If I'm already caffeined up, sometimes I will swap out the coffee and chocolate for a few strawberries.

So my question is if I was going to have this every day, plus one other meal for dinner, what vitamins and nutrients are missing in that, and what can I add to it to provide those without spoiling the deliciousness. Googling around came up with flaxseed, sunflower seeds, wheatgerm and yoghurt, but I thought GWS might have some better ideas.

Adbot
ADBOT LOVES YOU

McSpergin
Sep 10, 2013

monkey posted:

A few weeks ago I bought a stick blender and have been enjoying smoothies for breakfast since. I started with banana smoothies and ice coffee as separate entities, but soon combined them into a complete breakfast shake, and now I'm starting to wonder what else I can add for nutritional value to make it a proper complete breakfast, I guess with a similar mindset to that soylent guy except made out of real food, not powders and supplements.

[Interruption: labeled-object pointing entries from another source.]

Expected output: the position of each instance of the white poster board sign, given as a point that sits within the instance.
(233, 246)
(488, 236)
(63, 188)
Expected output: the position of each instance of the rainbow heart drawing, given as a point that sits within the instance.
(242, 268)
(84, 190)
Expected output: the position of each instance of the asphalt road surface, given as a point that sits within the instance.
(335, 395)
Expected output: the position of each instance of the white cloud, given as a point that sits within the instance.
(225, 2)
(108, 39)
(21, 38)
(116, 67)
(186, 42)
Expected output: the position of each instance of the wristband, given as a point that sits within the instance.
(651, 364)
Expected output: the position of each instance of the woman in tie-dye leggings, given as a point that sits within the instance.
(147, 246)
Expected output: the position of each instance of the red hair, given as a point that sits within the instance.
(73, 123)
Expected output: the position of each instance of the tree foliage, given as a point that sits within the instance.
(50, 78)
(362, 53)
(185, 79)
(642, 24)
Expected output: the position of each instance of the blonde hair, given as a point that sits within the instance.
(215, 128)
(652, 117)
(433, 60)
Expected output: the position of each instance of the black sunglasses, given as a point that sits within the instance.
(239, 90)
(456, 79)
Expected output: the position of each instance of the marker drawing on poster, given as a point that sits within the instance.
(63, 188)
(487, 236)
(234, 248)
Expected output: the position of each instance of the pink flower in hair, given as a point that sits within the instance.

Currently my breakfast shake is more or less just this:

1 banana
1 egg
1 tablespoon coffee
1 tablespoon cocoa powder
2 tablespoons raw sugar
1 cup full cream milk
6 ice cubes

If I'm already caffeined up, sometimes I will swap out the coffee and chocolate for a few strawberries.

So my question is if I was going to have this every day, plus one other meal for dinner, what vitamins and nutrients are missing in that, and what can I add to it to provide those without spoiling the deliciousness. Googling around came up with flaxseed, sunflower seeds, wheatgerm and yoghurt, but I thought GWS might have some better ideas.

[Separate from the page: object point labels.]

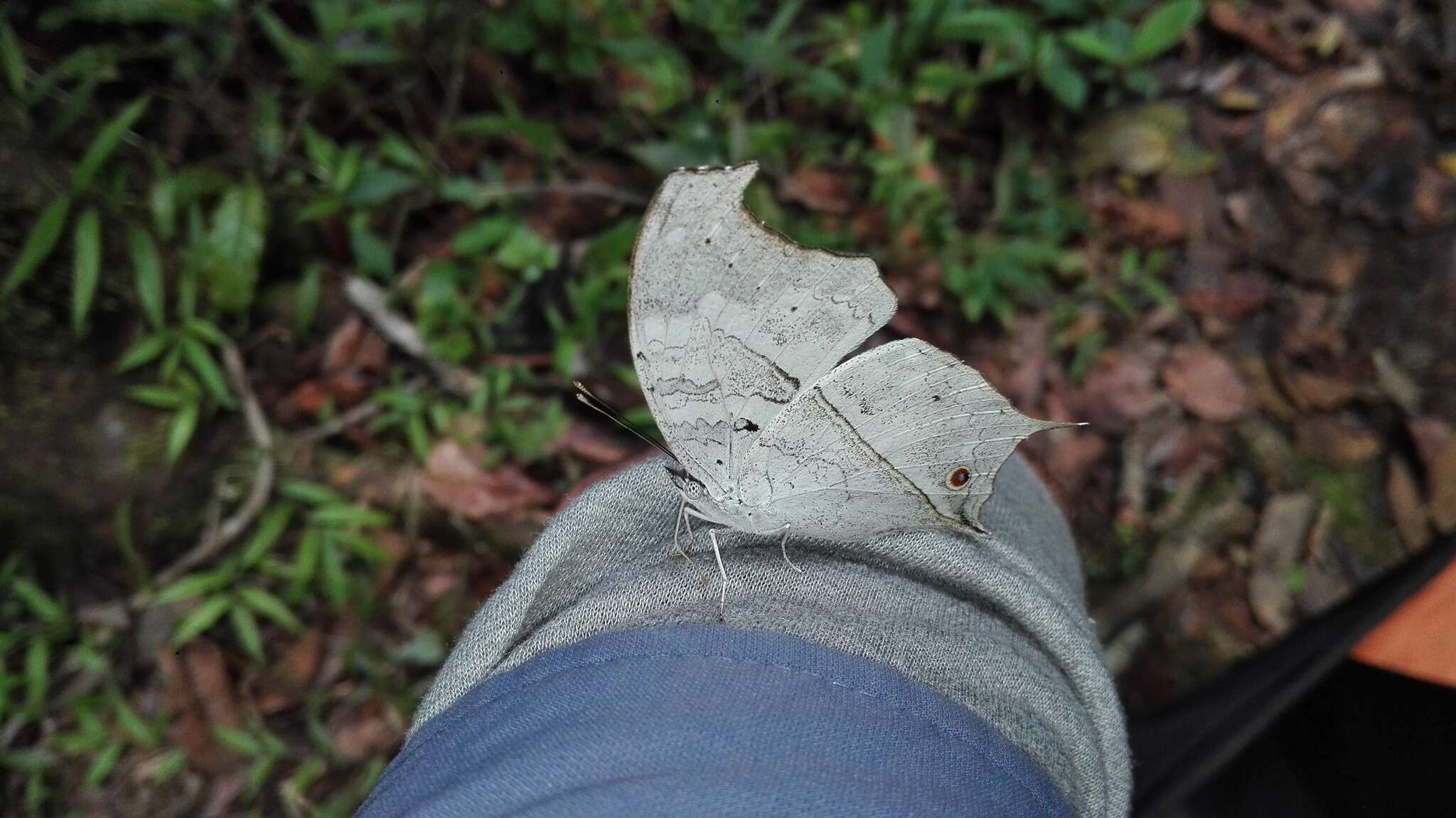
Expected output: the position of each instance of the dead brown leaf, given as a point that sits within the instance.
(1257, 28)
(1071, 460)
(1443, 489)
(207, 671)
(1430, 435)
(1121, 389)
(375, 728)
(455, 481)
(1278, 546)
(1206, 385)
(1314, 391)
(291, 674)
(820, 190)
(1265, 392)
(592, 446)
(1396, 383)
(200, 696)
(1142, 222)
(1232, 297)
(1406, 506)
(1337, 440)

This sounds awesome. Maybe protein powder just for the extra wake up and go

Republicans
Oct 14, 2003

- More money for us

- Fuck you


I'm not much of a smoothie guy but if anyone has any good recipes for energy/meal replacement bars I'd love to hear them. Especially if they freeze well.

Bob_McBob
Mar 24, 2007

Submarine Sandpaper
May 27, 2007


Tofu.

GreaseGunner
Dec 26, 2012

Just chillin'
I used to just mix milk with acai berry juice, some banana, strawberries and maybe blueberries or raspberries. One time I tried throwing some prickly pear fruit in, It was good but there were a lot of little seeds.

Scientastic
Mar 1, 2010

TRULY scientastic.
🔬🍒


monkey posted:

a similar mindset to that soylent guy except made out of real food

Why not actually EAT real food? Chewing things is good.

monkey
Jan 20, 2004

by zen death robot
Yams Fan

Scientastic posted:

Why not actually EAT real food? Chewing things is good.

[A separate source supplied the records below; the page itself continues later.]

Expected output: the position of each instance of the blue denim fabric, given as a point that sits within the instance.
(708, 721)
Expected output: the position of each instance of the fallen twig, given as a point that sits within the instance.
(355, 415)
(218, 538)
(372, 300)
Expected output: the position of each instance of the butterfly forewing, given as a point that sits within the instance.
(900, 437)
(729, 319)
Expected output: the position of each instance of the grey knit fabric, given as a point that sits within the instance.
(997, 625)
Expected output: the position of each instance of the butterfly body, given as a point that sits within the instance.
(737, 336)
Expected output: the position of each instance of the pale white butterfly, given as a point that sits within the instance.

I'm not trying to replace food entirely. I like food and I like to poop. I still eat as much food as I used to. It's more like I'm replacing the instant coffee that used to be my entire breakfast with something quicker to make and packing more energy. The soylent mindset is just because I started to think "This is super convenient, what if it was super healthy too?"

mindphlux
Jan 8, 2004

by R. Guyovich
cook some bacon and eggs and slice up a tomato and leafy greens and drink some orange juice and that should be pretty good.

Dirty Beluga
Apr 17, 2007

Buy the ticket, take the ride
Fun Shoe
I've been doing juice blends for breakfast the last month and gotta say, def feel better and its tasty to boot! Juicing isn't the same as smoothies but one of the big benefits is making a pitcher at a time and being able to pour a glass on the way out the door. I'm not a morning person...

2 cucumbers
8 sticks celery
6 apples, any kind will do
2 limes
1 lemon
bunch of kale or whatever pile of leaves you prefer
good size chunk of ginger

it keeps with no change in taste for as long as it takes me to finish the pitcher (3-4 days). I guess you could put it over ice and make a smoothie if you wanted a second appliance to clean.

Adbot
ADBOT LOVES YOU

Shbobdb
Dec 16, 2010

by Reene
Juicing is delicious. The recipe above is pretty solid but add a beet to it for extra beety goodness. Beets are good.